The channel “eto_ccs-customerservicetradeally” had 100% of it’s members post messages and also had 43 messages per member, almost double the third highest in that category. The channel is also one of the smallest with only 3 members. CCS is our organization’s communications and customer service group and this group specifically deals with our “trade allies” who are contractors specially qualified by the organization who work directly with our customers. Providing customer service and answering questions related to that is a common use of Slack at many organizations and this seems to suggest that this team is getting a lot of use out of using Slack to deal with customer service issues. I don’t know enough about that team to know if this has replaced in-person or email interactions on these issues. But the channel is clearly providing a service while employees work from home.

The other outlier is called “eto_renewables” which is related to the Renewable energy program. 88% of it’s members post messages with 37 messages per member. This group is about average size for one of the organizational groups with 18 members. Anecdotally, I know the Renewables team is known for being one of the more vocal groups in the office so it does not surprise me to see them this high. I do wonder if the large messages per member suggest that they do not use the threads feature rather than chattiness.

Next Steps

One of my coworkers “cheated” and downloaded the Enterprise Analystics CSV instead of Channel Analystics that were used in the challenge. He also used an average messages per user metric and graphed a large spike when work from home began but a leveling out around 80 messages per user per week including direct messages.

I feel like we have enough evidence to show that Slack is being used by most employees and is very useful to them. From what I heard, both IT and management are happy with it as well. So I would not say that further investigation would be necessary but it would be interesting to see if usage changes over time.

As for our R group, I won the contest! I don’t think I’ve won anything since Kindergarten. In showing off my code to the group, one of the leaders asked what I learned from this exercise. It took a me a minute but I answered that I learned that when working on a project to focus on the final product. I spent a lot of time trying to clean the data table, specifically renaming the columns and deleting the unused ones. But that was irrelevant as this was a data viz activity so I learned how to better use my time, especially since I was up against a deadline.

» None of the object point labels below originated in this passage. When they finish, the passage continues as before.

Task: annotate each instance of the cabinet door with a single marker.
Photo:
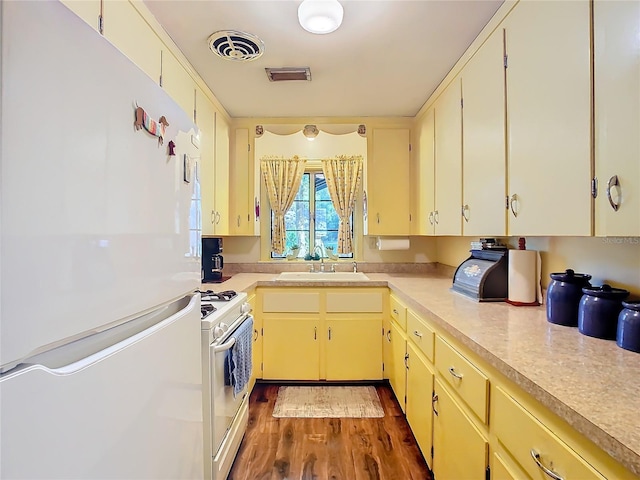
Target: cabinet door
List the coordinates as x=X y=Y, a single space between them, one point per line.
x=205 y=119
x=448 y=147
x=548 y=111
x=130 y=33
x=459 y=448
x=353 y=349
x=423 y=177
x=484 y=165
x=221 y=188
x=242 y=185
x=177 y=82
x=419 y=393
x=291 y=349
x=388 y=181
x=397 y=368
x=88 y=10
x=617 y=116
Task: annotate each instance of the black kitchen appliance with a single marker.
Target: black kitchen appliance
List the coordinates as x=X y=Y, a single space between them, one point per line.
x=212 y=261
x=483 y=276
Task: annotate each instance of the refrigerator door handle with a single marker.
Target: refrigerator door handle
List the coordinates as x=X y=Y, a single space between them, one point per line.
x=80 y=354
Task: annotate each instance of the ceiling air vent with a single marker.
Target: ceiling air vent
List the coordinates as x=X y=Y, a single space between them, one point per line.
x=288 y=73
x=236 y=46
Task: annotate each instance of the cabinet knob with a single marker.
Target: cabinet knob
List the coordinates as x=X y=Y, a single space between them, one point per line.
x=455 y=374
x=612 y=183
x=548 y=472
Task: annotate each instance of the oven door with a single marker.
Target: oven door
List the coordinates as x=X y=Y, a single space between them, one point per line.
x=225 y=405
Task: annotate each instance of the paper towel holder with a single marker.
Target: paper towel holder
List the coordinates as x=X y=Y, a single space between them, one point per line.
x=483 y=276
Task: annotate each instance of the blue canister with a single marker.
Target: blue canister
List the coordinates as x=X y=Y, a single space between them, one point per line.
x=563 y=296
x=628 y=336
x=599 y=309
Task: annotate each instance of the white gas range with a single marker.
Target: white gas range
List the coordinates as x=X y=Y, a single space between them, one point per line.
x=227 y=334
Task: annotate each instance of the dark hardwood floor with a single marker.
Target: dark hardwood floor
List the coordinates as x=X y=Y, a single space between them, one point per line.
x=327 y=448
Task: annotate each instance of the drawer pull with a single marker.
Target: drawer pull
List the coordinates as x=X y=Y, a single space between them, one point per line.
x=550 y=473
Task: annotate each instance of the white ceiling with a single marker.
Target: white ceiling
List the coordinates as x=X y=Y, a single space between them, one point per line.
x=385 y=60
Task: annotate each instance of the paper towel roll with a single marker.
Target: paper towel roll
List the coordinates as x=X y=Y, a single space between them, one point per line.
x=392 y=243
x=523 y=276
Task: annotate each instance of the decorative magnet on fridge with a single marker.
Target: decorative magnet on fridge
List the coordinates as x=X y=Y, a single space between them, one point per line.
x=150 y=125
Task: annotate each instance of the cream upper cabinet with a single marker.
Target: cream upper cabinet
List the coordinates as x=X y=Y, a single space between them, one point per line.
x=548 y=112
x=484 y=163
x=205 y=117
x=241 y=180
x=177 y=82
x=388 y=190
x=448 y=161
x=422 y=176
x=130 y=33
x=88 y=10
x=617 y=117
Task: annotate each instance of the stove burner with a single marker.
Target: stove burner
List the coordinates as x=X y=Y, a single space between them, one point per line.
x=212 y=296
x=206 y=309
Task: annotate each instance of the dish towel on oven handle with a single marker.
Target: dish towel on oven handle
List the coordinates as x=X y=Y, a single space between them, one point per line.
x=237 y=361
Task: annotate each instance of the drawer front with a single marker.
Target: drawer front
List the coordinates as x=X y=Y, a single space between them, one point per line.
x=524 y=436
x=471 y=384
x=420 y=334
x=398 y=312
x=360 y=302
x=297 y=302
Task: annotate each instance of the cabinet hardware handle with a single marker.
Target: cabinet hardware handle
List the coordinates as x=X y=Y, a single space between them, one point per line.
x=613 y=182
x=550 y=473
x=465 y=209
x=453 y=372
x=513 y=203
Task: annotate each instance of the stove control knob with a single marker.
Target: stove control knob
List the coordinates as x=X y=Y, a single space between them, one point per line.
x=218 y=332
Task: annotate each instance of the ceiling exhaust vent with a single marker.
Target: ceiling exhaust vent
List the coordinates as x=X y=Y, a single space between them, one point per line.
x=236 y=46
x=288 y=73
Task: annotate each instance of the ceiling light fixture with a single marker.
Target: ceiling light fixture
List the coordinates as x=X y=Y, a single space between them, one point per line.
x=310 y=131
x=320 y=16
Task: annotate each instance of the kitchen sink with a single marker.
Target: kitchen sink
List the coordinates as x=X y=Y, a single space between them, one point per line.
x=322 y=277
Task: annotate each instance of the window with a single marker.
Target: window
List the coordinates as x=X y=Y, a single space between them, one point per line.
x=312 y=216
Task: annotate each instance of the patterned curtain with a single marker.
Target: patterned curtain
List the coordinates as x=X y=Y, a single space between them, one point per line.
x=343 y=176
x=282 y=177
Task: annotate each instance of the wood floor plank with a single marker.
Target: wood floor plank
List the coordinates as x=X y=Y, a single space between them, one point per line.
x=327 y=448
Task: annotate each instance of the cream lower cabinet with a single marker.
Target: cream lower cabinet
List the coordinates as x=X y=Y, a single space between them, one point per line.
x=322 y=333
x=461 y=451
x=420 y=377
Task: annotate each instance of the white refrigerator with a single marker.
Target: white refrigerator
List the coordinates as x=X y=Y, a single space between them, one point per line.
x=100 y=366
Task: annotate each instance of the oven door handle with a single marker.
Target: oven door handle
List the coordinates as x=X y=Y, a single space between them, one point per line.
x=225 y=346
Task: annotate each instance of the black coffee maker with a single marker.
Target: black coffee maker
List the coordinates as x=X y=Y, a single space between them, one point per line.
x=212 y=261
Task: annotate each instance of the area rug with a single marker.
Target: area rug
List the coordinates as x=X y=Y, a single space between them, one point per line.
x=328 y=402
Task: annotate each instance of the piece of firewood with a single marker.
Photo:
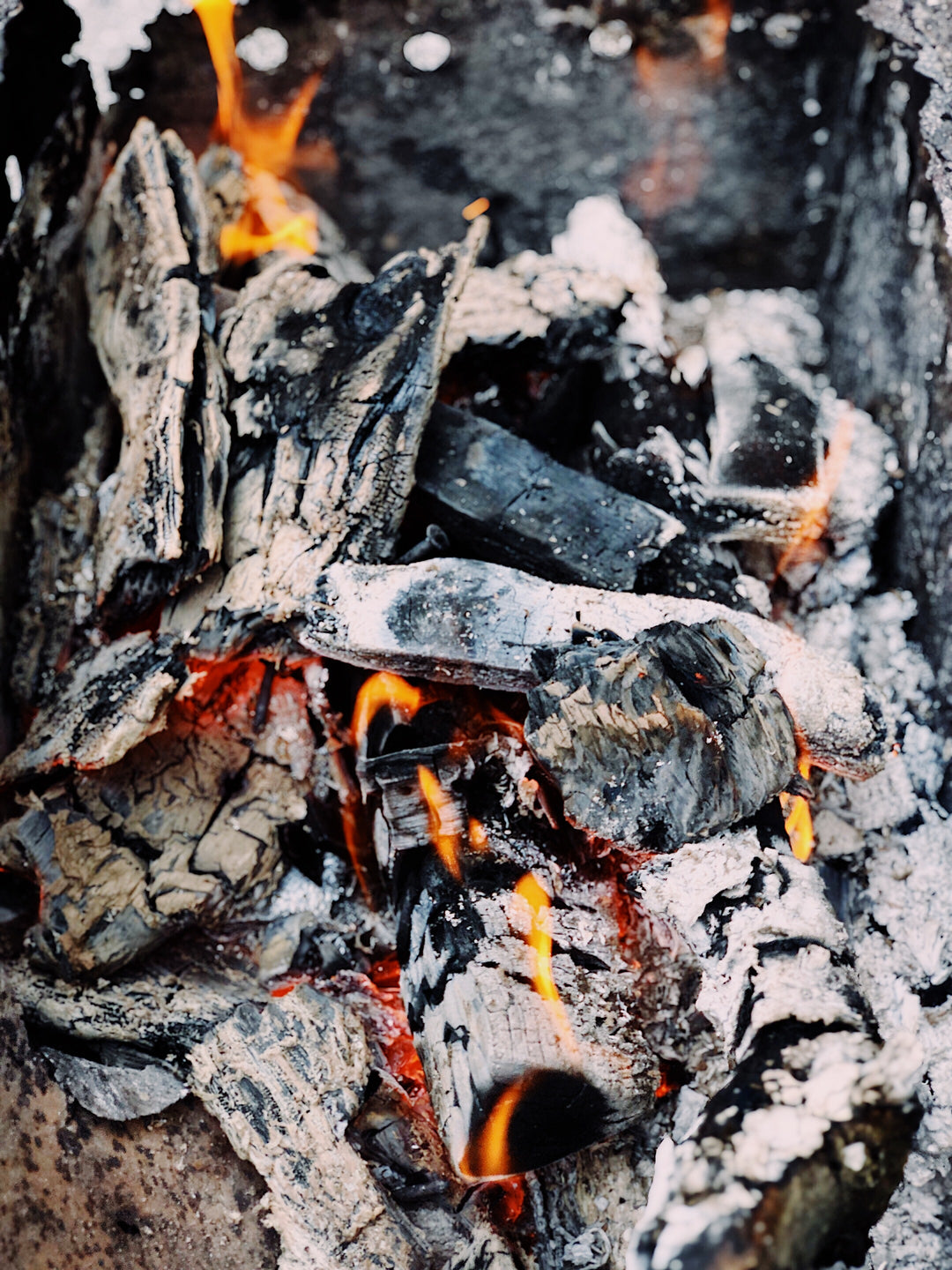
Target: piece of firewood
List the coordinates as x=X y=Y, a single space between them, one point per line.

As one of my prizes, I got to choose the next data set. I went in a different direction, thinking about the events that have occurred since the death of George Floyd and the resulting movement and focus on systemic racism.

I chose a dataset about the urban heat island effect in Portland, where I live and work, which surprisingly has one of the strongest heat island effects of any US city. This dataset includes demographic data such as percentage of people of color and median income broken up by census block along with “urban heat” temperature data calculated in Celsius on an unusually hot summer day. The data set is a GeoJSON but I also gave advice to my coworkers, a number of whom are newer to R than I am, that they could convert it to a data frame and extract the demographic data from there.

There’s more details in this paper, including sociodemographic data analysis on Air Conditioning and public heat refuges not included in the dataset. I felt like this dataset was a really good one to choose because it was not very large but had a lot of sociodemographic data that I think is important for people in my organization to remember in regards to the impact of environmental racism. I hope they come up with some interesting visualizations!

I may tackle this dataset at a later date but currently I am working through a Python course to strengthen my coding skills in addition to mid-year changes at my day job.